Un jeu dangereux quand l'économie se dégrade. La croissance a été négative au premier trimestre, sur l’ensemble de l’année elle devrait être divisée par deux par rapport à 2013. Les militaires ont donc rapidement rectifié le tir en expliquant qu'ils avaient été mal compris. Peine perdue. Plus de 220 000 Cambodgiens ont déjà regagné leur pays et l'hémorragie continue.
Avec des conséquences déjà sensibles dans le secteur de l'hévéa
L’hévéa c’est une des richesses nationales qui abonde les recettes d’exportation. La production de caoutchouc a chuté de 30 % faute d'employés dans les usines situées dans l'est du pays où les travailleurs cambodgiens sont nombreux.
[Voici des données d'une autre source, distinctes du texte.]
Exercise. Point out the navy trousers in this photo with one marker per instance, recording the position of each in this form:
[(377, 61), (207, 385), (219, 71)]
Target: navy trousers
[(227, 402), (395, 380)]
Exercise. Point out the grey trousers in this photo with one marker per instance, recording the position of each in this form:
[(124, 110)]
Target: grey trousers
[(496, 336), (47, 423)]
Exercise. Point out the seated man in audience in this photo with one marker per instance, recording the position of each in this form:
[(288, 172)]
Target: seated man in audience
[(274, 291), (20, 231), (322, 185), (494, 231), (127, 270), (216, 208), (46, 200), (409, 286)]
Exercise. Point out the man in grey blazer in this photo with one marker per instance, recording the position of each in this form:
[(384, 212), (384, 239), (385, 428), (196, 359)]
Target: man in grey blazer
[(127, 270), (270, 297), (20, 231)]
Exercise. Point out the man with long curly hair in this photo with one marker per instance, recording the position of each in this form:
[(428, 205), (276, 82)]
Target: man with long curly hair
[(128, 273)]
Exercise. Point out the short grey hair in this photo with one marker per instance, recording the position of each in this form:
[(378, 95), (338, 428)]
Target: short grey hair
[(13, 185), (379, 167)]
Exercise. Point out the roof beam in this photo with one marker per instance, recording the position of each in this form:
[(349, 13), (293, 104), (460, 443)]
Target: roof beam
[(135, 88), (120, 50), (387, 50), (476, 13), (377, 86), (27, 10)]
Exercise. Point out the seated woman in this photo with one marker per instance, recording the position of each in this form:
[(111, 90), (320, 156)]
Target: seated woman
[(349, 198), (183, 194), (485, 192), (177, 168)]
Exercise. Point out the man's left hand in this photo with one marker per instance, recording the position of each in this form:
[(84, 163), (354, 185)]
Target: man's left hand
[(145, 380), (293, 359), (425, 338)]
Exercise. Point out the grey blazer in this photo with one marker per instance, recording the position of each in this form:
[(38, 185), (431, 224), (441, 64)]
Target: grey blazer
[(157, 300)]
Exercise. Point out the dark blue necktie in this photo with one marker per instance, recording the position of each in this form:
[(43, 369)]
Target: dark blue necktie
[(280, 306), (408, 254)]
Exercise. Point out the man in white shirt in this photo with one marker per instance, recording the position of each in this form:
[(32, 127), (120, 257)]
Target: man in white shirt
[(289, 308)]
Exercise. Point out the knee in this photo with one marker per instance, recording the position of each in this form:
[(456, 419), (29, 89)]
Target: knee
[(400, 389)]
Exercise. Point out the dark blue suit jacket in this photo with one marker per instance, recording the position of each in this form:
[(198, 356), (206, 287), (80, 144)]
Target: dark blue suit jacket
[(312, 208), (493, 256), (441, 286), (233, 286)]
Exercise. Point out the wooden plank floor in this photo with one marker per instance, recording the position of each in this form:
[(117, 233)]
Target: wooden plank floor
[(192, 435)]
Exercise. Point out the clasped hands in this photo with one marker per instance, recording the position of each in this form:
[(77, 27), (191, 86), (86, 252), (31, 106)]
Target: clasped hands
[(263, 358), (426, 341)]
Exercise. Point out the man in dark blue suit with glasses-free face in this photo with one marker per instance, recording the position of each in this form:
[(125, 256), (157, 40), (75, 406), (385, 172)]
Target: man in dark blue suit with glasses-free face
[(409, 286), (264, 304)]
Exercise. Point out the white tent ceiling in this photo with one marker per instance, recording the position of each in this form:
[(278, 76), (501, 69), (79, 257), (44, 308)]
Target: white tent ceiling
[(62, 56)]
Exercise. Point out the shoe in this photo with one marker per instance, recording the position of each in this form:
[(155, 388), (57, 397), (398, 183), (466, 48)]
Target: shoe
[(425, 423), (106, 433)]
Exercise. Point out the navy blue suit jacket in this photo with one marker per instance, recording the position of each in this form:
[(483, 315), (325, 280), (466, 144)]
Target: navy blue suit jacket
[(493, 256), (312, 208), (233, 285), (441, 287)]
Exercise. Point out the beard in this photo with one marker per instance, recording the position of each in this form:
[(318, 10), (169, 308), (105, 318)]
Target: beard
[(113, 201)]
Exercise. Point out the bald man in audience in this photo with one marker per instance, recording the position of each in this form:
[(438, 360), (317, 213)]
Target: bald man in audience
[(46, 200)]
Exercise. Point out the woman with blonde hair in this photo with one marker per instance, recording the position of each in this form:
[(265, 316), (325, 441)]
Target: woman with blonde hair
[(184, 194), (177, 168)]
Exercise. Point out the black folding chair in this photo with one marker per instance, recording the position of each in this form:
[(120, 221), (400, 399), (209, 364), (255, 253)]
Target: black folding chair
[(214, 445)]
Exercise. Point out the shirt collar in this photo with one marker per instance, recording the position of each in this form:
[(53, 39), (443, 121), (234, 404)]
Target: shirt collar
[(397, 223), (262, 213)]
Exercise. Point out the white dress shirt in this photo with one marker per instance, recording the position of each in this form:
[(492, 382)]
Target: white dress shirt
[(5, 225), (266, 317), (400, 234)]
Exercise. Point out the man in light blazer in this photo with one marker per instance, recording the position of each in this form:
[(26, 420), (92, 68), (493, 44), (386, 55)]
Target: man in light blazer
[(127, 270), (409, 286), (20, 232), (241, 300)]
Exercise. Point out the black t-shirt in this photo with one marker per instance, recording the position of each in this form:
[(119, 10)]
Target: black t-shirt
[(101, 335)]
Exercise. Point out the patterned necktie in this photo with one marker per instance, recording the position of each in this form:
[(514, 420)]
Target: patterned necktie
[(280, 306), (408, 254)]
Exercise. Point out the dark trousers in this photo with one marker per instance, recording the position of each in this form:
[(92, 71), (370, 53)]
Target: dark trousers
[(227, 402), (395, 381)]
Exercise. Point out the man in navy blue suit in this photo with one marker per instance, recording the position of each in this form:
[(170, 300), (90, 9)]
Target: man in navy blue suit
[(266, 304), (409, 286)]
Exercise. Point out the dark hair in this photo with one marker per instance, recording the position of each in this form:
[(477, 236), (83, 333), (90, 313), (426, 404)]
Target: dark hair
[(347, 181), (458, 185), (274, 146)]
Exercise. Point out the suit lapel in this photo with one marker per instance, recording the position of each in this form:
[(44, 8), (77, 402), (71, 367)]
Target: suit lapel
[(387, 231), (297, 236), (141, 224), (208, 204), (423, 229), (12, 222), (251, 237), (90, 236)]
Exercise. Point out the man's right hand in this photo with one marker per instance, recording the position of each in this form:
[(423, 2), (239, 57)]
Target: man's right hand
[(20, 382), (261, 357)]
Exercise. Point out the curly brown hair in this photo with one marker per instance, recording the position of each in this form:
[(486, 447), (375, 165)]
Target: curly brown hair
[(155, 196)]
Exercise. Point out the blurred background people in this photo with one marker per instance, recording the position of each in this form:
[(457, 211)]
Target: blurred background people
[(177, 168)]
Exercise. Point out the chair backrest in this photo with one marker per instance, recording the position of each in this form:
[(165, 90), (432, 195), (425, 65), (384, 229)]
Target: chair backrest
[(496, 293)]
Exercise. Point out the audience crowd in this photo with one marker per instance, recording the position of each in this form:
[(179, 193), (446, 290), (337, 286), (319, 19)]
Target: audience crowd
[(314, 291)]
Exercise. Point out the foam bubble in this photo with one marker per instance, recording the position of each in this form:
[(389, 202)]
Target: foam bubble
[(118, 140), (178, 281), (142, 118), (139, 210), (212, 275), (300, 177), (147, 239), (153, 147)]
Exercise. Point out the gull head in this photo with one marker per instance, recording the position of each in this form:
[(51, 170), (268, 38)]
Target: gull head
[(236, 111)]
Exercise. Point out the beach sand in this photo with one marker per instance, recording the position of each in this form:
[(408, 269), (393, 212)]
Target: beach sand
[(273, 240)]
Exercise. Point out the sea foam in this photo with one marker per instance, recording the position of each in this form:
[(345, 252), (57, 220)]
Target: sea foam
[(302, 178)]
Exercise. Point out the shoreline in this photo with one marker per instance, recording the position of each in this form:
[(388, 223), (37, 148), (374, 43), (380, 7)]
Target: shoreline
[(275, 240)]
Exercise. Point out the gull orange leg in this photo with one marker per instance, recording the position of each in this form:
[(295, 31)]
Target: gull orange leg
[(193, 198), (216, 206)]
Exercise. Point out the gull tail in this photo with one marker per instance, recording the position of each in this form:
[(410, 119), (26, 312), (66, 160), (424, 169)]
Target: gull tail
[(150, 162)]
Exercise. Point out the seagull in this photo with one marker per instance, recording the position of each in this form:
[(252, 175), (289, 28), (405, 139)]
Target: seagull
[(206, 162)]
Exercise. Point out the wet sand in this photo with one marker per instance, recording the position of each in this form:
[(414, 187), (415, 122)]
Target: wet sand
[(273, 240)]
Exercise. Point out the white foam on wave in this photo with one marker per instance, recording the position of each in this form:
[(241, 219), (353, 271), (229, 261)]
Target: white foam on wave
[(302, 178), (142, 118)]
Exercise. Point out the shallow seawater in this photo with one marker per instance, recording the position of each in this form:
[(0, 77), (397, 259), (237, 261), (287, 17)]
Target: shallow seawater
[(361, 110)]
Le bâtiment où un salarié sur 2 est un étranger, déclaré ou non, va le payer le cher. Autre secteur affecté par ce discours anti immigré : l’industrie de la crevette. Car avec la mise à l'index des travailleurs clandestins, le monde a découvert avec stupeur que les crevettes thaïlandaises que l'on consomme en quantité en Occident, car elles sont bon marché sont en fait nourries avec du plancton récolté par des esclaves. Un phénomène dénoncé depuis des mois par des ONG qui a soudainement fait la une des médias après l'enquête publiée par le Guardian, le quotidien britannique.
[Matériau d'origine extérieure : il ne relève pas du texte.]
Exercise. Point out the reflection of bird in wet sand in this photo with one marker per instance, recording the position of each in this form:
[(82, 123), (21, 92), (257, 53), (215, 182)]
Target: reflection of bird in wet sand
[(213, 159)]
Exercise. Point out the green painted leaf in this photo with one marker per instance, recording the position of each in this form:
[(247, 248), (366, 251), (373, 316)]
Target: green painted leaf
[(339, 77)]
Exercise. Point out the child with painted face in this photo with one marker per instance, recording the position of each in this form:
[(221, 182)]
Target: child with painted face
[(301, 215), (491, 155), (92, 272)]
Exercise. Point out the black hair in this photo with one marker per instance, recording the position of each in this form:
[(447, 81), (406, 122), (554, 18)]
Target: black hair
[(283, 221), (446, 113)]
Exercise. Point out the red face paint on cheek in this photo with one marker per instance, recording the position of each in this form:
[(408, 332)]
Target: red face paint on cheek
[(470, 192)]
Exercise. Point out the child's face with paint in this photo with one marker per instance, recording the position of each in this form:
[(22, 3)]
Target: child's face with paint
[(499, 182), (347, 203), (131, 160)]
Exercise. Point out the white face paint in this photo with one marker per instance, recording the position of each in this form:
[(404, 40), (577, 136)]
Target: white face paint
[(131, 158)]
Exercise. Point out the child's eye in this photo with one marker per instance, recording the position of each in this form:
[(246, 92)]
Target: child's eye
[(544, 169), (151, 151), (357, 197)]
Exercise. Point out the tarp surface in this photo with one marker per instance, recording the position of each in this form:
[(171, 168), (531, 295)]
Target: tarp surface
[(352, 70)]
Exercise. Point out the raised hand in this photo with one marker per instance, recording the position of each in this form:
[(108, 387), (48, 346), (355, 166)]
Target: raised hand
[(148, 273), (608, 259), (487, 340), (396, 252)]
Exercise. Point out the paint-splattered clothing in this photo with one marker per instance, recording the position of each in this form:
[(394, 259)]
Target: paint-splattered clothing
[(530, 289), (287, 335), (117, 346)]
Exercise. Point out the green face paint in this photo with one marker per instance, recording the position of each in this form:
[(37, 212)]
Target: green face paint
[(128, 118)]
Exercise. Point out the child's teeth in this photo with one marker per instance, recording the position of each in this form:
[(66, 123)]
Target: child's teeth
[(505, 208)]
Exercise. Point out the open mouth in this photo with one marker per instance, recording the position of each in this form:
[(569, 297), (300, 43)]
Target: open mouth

Une sanction pourrait tomber dans les prochains jours
La Thaïlande se bat aujourd’hui pour ne pas être rétrogradée aux États-Unis dans le classement des États luttant contre le trafic des êtres humains. Les autorités font tout pour échapper à la relégation dans la catégorie du groupe trois (elle est aujourd'hui dans le groupe deux). Si la sanction tombe, la Thaïlande perdra de multiples facilités accordées par les États-Unis aux pays menant une lutte efficace. Le lobby de la crevette clame à qui veut l’entendre qu’il respecte les standards sociaux.
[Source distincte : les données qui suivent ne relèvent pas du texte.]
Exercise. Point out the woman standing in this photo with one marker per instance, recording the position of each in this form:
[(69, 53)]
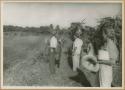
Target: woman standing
[(107, 57)]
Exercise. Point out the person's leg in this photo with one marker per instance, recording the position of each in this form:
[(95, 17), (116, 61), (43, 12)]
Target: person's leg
[(52, 63), (93, 78), (74, 63), (78, 60)]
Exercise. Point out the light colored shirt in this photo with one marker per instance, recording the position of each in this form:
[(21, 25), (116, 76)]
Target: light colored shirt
[(53, 42), (112, 49), (78, 45)]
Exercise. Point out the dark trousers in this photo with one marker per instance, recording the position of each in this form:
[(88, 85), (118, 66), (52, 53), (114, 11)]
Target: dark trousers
[(52, 60)]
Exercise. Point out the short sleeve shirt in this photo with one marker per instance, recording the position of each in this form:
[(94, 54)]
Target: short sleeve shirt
[(78, 45), (53, 42), (112, 49)]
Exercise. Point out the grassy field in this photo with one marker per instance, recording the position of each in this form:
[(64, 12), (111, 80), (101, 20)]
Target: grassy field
[(25, 64)]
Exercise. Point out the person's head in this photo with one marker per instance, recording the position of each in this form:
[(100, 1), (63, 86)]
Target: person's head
[(108, 33), (54, 33)]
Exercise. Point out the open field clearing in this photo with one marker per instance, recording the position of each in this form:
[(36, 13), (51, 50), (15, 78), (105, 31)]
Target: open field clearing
[(25, 64)]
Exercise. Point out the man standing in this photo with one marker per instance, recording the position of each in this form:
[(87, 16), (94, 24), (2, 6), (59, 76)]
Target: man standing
[(53, 47), (77, 45)]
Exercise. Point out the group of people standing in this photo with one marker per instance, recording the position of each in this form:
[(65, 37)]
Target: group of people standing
[(97, 62)]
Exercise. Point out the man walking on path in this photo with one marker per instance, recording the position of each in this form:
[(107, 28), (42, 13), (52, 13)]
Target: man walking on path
[(77, 45), (53, 47)]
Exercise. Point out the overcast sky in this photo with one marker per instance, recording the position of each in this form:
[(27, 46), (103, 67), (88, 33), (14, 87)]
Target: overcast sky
[(41, 14)]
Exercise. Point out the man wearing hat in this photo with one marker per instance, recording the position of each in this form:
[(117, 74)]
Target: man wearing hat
[(77, 45)]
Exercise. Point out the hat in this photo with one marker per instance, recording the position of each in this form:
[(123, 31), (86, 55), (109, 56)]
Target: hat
[(89, 62)]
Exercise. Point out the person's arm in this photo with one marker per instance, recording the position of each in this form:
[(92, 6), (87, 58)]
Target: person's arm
[(110, 62)]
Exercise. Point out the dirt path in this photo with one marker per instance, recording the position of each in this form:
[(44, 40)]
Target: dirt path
[(34, 70)]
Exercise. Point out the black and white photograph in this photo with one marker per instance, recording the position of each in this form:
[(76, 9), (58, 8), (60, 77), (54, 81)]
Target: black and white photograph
[(62, 44)]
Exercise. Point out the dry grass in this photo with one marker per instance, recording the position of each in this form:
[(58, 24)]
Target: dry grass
[(25, 65)]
Il lui faudra de toute façon tenir compte de la polémique et mieux rémunérer ses sous traitants, au risque de perdre en compétitivité sur un marché hyper concurrentiel qu’il domine à un prix contestable sur le plan des droits humains. Plus globalement, la Thaïlande doit mieux réguler son immigration dont elle ne peut se passer. La création de zones économiques spéciales aux frontières où les immigrés déclarés seraient les bienvenus est à l’étude. Une façon de remplacer les procédures complexes de demandes de permis de travail ; reste à savoir si les droits sociaux seront mieux respectés dans ses enclaves.